Por Javier Marías |
En estos últimos casos les conviene mostrar su furia contra otros para así procurarse coartada y desviar la atención de sí mismos. El truco
es viejísimo y simple, pero continúa funcionando. El mensaje que lanzan es este: “¿Cómo voy a ser yo corrupto o ladrón si me encolerizo —ya lo ven— con los que lo son o parece
que lo son?” Huelga decir que estos vociferantes nunca aguardan a que algo esté probado, ni conocen la presunción de inocencia. No es raro que anden a la caza de chivos expiatorios para no convertirse ellos
en tales. En España esto ha sucedido siempre: al término de la Guerra Civil, no pocos de los entusiastas de Franco habían sido republicanos activos (no muy significados, eso sí) hasta tres días
antes de la derrota de su causa. A partir de ese momento se emplearon en perseguir con saña a los que eran como ellos y no se habían cambiado de bando de la noche a la mañana.

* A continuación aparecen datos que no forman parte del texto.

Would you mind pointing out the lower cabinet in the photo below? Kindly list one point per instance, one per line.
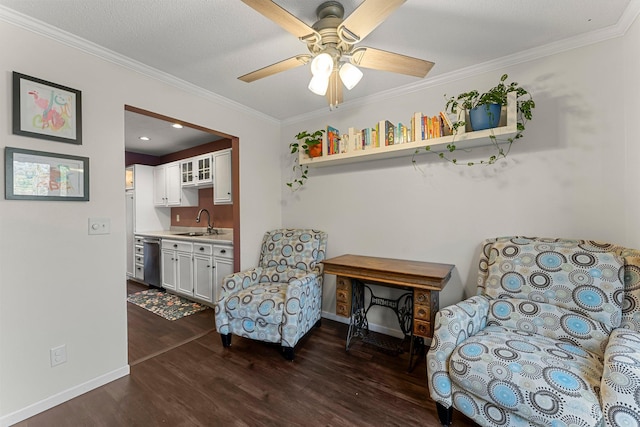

Hoy suceden aquí muchos hechos condenables, pero no cualquiera está en condiciones de denunciarlos. Este verano ha habido un gran despliegue (este diario, sin ir más
lejos, ha dedicado varias páginas y un editorial al asunto) sobre los escraches o acosos sufridos por los miembros del Gobierno Iglesias y Montero y su familia. Al parecer hay un grupo de cenutrios empeñado en
hacerles la vida incomodísima, y su actuación es aún más miserable si se considera que dichos ministros viven con tres hijos pequeños. Nadie debería ser hostigado de esa manera, nadie.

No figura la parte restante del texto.